Não obstanet, 80% dos palestinos declaram – segundo uma pesquisa publicada há poucos dias na Palestina – que aprovam que se continuem os atentados suicidas contra a população israelense. Assim, pode-se dizer que atualmente os palestinos estão fazendo todo o possível para se assegurar de que no futuro não tenham seu próprio Estado.
No outro lado, o Governo de Israel se encontra encurralado. Preso em uma forma de pensar prepotente, declara imediatamente que sua reação será muito mais dura: a partir de agora, a cada atentado, o exército voltará a ocupar territórios da Autoridade Nacional Palestina, mas não mais se retirará em seguida, “mas ficará até que deixe de haver atentados terroristas”.

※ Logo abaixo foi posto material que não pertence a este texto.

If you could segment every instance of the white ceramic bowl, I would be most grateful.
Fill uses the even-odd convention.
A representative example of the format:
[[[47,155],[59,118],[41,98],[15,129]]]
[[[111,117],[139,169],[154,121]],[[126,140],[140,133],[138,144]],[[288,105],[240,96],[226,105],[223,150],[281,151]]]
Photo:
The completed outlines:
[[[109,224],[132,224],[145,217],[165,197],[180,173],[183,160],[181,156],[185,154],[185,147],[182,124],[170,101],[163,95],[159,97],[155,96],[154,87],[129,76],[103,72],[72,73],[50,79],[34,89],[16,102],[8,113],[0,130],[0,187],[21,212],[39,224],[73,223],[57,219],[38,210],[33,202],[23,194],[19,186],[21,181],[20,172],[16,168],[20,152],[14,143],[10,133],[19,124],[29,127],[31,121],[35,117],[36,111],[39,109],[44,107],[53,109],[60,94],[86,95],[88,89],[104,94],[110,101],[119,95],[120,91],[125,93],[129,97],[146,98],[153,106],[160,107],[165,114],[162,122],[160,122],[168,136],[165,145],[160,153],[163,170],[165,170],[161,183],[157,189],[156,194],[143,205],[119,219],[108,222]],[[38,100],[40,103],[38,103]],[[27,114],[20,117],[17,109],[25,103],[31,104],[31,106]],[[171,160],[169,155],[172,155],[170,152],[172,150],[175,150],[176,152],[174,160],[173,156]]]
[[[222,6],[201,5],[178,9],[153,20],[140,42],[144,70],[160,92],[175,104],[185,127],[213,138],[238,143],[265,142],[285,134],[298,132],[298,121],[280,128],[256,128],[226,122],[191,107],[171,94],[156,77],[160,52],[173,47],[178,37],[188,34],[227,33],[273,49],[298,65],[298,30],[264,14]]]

Mas como não ´vai deixar de haver atentados terroristas, e muito menos enquanto não haja um acordo político que garanta aos palestinos a criação de seu Estado, se pode afirmar que o governo israelense se decidiu a ocupar de novo todos os territórios da Autoridade Palestina para garantir dessa forma que siga havendo atentados terroristas.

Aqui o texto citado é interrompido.